In respect of other long-term financial assets/liabilities stated above as measured at amortised cost, their carrying values are not considered to be materially different from their fair values.
(B) Financial risk management
In the course of its business, the Company is exposed to various risks in relation to financial instruments. The main types of risks are credit risk, liquidity risk and market risk. The Group is not engaged in speculative treasury activities but seeks to manage risk and optimise interest and commodity pricing through proven financial instruments.
The use of any derivative is approved by the management, which provide guidelines on the acceptable levels of interest rate risk, credit risk, foreign exchange risk and liquidity risk and the range of hedging requirement against these risks.
(i) Credit risk:
Credit risk is the risk that a counter party will not meet its obligations under a financial instrument or customer contract, leading to financial loss. The Company is exposed to credit risk from trade receivables, cash and cash equivalents, short term investments, loans and advances and derivative financial instruments.
Trade receivables
The Company primarily sells cast metal components to selected customers comprising mainly in engineering industry in India and outside India. The Company extends credits to customers in normal course of the business. The Company considers the factors such as credit track record in the market of each customer and past dealings for extension of credit to the customer. The Company monitors the payment track record of each customer and outstanding customer receivables are regularly monitored. The Company evaluates the concentration of risk with respect to trade receivables as low, as its customers are located at several jurisdiction and industries and operate in large independent markets.
Allowances against doubtful debts are recognised against trade receivables based on estimated irrecoverable amounts determined by reference to past default experience of the counterparty and an analysis of the counterparty’s current financial position. The Company has a policy of accepting only credit worthy counter parties and defines credit limits for the customer which are reviewed periodically. The Company does not hold any collateral or other credit enhancements over any of its trade receivables nor does it have a legal right of offset against any amounts owed by the Company to the counterparty.

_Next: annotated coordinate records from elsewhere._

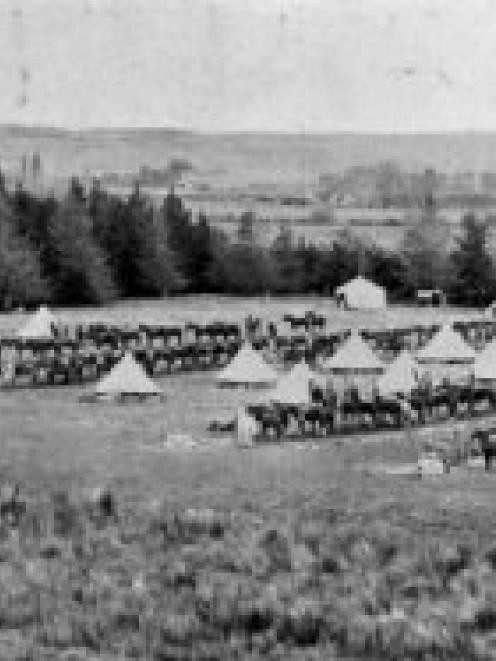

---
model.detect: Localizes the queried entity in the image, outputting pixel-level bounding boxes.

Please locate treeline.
[0,174,496,309]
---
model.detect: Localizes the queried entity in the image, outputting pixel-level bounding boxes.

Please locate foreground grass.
[0,375,496,661]
[0,446,496,660]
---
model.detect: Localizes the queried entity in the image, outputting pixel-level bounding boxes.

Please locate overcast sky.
[0,0,496,132]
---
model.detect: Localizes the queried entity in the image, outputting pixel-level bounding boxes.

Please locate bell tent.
[323,333,384,374]
[85,352,164,399]
[217,343,279,387]
[18,305,57,339]
[417,324,476,364]
[336,276,387,310]
[269,360,321,406]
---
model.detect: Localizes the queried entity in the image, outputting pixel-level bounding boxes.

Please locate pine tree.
[450,214,496,306]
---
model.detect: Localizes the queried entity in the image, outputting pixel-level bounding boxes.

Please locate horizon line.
[0,121,496,137]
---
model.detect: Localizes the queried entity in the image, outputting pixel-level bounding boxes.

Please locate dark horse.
[472,427,496,470]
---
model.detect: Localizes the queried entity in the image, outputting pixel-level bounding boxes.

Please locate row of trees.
[0,174,496,307]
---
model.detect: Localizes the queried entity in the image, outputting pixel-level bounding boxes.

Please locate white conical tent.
[217,343,279,386]
[269,360,321,406]
[323,333,384,373]
[417,324,476,363]
[474,340,496,381]
[336,276,387,309]
[377,351,418,395]
[18,305,57,339]
[92,352,163,396]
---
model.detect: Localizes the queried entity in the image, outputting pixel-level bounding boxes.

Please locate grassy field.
[0,301,496,661]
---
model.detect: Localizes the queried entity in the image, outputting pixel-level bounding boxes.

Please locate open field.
[0,299,496,661]
[0,295,483,335]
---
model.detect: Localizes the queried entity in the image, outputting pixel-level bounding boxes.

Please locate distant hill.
[0,126,496,183]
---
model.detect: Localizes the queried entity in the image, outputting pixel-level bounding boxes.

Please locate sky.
[0,0,496,132]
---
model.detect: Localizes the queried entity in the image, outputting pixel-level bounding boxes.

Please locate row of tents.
[218,325,496,404]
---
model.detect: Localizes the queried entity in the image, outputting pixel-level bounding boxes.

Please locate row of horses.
[235,385,496,438]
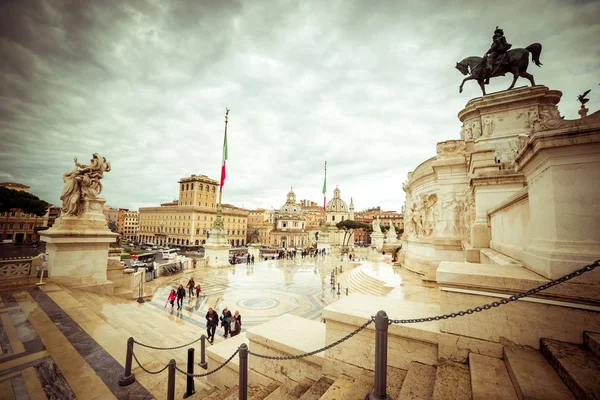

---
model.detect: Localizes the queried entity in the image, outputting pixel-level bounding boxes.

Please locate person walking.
[231,310,242,337]
[165,289,177,311]
[221,306,231,337]
[177,285,185,310]
[206,307,219,344]
[185,277,196,298]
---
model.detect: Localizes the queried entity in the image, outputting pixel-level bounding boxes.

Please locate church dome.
[325,187,348,213]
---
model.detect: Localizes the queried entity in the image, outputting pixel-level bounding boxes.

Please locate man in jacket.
[206,307,219,344]
[177,285,185,310]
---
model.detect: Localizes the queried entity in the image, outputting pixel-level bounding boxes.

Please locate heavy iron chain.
[248,319,373,360]
[131,349,169,375]
[389,260,600,325]
[175,349,240,378]
[133,336,202,350]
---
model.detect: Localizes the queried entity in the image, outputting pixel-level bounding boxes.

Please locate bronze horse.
[456,43,542,96]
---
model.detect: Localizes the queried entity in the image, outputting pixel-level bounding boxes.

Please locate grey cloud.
[0,0,600,210]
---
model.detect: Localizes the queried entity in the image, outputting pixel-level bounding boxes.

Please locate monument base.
[40,199,119,290]
[371,232,384,252]
[204,228,231,268]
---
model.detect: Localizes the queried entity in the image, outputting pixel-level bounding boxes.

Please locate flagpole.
[219,107,229,208]
[214,107,229,229]
[323,161,327,211]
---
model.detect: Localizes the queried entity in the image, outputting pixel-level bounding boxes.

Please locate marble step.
[504,346,574,400]
[299,376,333,400]
[583,332,600,357]
[399,361,436,400]
[264,378,315,400]
[433,361,473,400]
[469,353,517,400]
[540,339,600,399]
[319,375,365,400]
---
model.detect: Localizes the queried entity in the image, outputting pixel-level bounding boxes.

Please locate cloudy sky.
[0,0,600,210]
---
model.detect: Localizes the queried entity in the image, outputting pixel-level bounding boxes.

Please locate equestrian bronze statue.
[456,27,542,96]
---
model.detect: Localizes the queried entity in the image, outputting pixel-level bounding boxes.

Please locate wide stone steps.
[540,339,600,399]
[340,267,384,296]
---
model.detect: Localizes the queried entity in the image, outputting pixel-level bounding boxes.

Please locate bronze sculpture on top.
[456,27,542,96]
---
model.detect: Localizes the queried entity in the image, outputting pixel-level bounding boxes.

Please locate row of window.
[0,223,33,230]
[181,183,216,193]
[0,211,41,218]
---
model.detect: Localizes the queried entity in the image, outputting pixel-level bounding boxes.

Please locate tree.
[0,187,48,217]
[335,219,370,247]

Cash and cash equivalents and deposits with bank
The Company considers factors such as track record, size of institution, market reputation and service standard to select the banks with which deposits are maintained. Generally the balances are maintained with the institutions with which the Company has also availed borrowings. The Company does not maintain significant deposit balances other than those required for its day to day operations. The Company considers that its cash and cash equivalents have low credit risk based on the external credit ratings of the counterparties.
Loans and advances
The Company provides loans to its employees and furnishes security deposits to various parties for electricity, communication, etc. The Company considers that its loans have low credit risk or negligible risk of default as the parties are well established entities and have strong capacity to meet the obligations or its own employees from whom the risk of default is low.
Investments
The Company has invested in quoted equity instruments and mutual funds. The management actively monitors the performance of the funds which affect investments. The group does not expect the counterparty to fail to meet its obligations, and has not experienced any significant impairment losses in respect of any of the investments.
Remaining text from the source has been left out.